Com muita honra, compartilho aqui artigo assinado pelo doutor Benedito Lopes da Fonseca, originalmente publicado no Jornal Tribuna. É de extrema importância compartilharmos informações seguras, que salvam vidas! Doutor Benedito Fonseca é uma autoridade nacional e mundial na área de imunologia, infectologia e virologia, especialidades nas quais tem formação robusta e prática no nosso HC.
Leia!
A importância da vacinação no controle das doenças infecciosas
O ser humano convive com as doenças infecciosas desde os tempos imemoriais e os organismos causadores de doenças, de várias maneiras, moldaram a evolução humana, pois em muitos aspectos, a história da humanidade é uma luta contra as doenças infecciosas. Epidemias causadas por microorganismos dizimaram populações, como a Peste Negra ou Peste Bubônica, causada pela bactéria Yersinia pestis, que foi responsável pela morte de 30-60% da população europeia, no século 14.

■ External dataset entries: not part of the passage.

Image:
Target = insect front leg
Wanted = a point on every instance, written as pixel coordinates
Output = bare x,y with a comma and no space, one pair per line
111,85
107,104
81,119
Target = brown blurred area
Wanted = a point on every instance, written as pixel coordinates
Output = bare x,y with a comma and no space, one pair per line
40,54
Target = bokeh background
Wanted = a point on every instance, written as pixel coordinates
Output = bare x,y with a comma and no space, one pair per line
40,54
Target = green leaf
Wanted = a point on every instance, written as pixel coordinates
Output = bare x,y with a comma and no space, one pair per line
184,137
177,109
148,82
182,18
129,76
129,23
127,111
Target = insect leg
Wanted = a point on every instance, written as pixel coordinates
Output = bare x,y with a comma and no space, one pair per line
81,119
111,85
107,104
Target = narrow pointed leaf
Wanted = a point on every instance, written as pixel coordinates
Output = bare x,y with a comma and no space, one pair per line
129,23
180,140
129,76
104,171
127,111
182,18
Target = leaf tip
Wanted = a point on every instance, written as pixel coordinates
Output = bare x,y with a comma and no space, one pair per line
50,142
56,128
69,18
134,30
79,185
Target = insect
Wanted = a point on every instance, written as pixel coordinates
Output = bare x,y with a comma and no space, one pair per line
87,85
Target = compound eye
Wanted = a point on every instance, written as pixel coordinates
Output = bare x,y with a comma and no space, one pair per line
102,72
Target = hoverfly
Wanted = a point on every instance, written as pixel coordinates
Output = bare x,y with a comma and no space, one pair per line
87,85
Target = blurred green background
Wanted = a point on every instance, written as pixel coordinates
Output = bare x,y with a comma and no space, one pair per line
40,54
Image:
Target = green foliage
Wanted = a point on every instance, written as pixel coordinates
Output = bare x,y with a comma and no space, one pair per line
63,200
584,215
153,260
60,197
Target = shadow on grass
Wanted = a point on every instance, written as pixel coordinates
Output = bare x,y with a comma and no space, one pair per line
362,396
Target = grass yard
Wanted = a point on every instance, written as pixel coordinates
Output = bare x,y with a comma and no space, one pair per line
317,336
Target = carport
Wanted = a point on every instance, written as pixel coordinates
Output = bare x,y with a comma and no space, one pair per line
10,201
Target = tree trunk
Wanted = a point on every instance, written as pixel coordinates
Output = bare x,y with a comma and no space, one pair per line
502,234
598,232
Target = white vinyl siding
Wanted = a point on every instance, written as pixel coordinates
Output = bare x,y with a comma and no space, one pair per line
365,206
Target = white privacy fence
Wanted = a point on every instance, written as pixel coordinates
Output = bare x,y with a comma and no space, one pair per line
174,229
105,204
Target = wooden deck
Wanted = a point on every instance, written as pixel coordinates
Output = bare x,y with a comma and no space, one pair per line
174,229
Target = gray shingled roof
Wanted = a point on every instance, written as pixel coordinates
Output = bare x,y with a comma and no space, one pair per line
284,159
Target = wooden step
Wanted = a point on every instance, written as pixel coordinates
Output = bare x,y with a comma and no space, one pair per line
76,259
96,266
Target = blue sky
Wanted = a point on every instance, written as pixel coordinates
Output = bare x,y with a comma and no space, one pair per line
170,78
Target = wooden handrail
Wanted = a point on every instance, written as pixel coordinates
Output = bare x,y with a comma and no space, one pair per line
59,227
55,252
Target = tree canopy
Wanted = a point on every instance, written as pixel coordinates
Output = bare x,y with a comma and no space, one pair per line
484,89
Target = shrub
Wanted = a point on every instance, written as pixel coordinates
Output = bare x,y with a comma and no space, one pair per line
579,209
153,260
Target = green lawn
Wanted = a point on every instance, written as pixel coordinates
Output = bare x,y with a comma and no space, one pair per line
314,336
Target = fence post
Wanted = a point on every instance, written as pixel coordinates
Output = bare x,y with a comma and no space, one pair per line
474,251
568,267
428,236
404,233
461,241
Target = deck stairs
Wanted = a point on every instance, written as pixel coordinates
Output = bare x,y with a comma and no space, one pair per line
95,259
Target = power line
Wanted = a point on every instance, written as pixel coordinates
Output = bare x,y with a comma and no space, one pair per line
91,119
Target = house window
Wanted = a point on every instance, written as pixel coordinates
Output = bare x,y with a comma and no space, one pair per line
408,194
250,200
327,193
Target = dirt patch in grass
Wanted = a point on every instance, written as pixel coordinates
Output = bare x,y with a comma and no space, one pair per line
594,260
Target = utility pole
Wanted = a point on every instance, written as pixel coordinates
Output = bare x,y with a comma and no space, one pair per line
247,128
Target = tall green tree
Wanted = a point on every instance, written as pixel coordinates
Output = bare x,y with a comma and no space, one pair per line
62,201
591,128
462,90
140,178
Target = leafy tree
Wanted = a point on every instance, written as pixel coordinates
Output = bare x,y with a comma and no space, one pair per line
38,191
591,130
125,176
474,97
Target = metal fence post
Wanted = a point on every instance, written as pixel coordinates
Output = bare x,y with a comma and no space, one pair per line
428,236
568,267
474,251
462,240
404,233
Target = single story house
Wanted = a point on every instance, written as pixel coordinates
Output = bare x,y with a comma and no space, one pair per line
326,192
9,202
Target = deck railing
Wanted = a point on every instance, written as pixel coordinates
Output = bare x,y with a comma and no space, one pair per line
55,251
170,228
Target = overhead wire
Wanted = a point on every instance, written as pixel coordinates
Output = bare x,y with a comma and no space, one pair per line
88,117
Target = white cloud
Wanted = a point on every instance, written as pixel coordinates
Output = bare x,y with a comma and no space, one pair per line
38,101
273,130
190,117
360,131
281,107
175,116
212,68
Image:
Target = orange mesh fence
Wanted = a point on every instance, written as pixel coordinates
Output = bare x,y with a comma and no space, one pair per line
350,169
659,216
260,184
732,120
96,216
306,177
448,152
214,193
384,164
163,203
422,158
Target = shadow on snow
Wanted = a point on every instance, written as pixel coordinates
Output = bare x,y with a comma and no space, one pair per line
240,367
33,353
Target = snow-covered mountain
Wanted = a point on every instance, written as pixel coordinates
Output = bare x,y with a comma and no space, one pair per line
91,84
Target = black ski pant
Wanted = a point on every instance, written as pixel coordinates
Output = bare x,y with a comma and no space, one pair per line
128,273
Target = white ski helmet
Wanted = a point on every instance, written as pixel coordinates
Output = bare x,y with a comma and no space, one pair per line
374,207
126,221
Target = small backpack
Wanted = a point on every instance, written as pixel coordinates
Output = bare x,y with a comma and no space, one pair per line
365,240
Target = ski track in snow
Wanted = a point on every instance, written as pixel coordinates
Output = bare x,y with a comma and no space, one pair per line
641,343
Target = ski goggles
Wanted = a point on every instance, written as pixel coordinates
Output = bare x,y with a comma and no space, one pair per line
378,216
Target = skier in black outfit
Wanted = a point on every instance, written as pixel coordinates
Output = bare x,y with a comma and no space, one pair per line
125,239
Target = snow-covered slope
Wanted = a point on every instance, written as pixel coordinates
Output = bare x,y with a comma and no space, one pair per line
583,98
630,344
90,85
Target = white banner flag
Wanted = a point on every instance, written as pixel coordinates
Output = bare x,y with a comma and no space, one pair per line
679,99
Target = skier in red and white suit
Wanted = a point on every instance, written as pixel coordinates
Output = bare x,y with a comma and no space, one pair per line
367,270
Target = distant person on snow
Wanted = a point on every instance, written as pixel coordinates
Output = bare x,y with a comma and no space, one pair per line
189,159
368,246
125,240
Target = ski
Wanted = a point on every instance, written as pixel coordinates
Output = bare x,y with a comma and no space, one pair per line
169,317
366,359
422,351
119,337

Depois disso apareceram outras doenças que causaram muito sofrimento na população até que, para algumas destas doenças, foram produzidas vacinas, produtos farmacêuticos que estimulam as nossas defesas contra os microorganismos e as ensinam como proteger contra eles, um conceito denominado indução da imunidade. Na verdade, poucas intervenções obtiveram um impacto tão profundo e transformador na batalha contra esses microorganismos invasores, como teve a vacinação. Antes do surgimento da vacinação, doenças infecciosas como varíola, poliomielite, sarampo e difteria eram comuns, causando sofrimento, incapacitação e morte em larga escala.
A varíola, em especial, foi um flagelo responsável por cerca de 300 a 500 milhões de mortes, apenas no século XX, deixando sobreviventes desfigurados ou cegos. O conceito de expor deliberadamente um indivíduo a uma forma enfraquecida ou inativa de um patógeno para induzir imunidade, idealizado por Edward Jenner com a varíola no final do século XVIII, lançou as bases para a prevenção das doenças com o uso das vacinas. O impacto mais direto e evidente da vacinação é a redução dramática e, em alguns casos, a erradicação de doenças que antes assolavam a humanidade. A varíola, por exemplo, doença que afligiu a humanidade por milênios, foi oficialmente declarada erradicada pela Organização Mundial da Saúde em 1980, um feito monumental, possível apenas por causa de uma campanha global de vacinação.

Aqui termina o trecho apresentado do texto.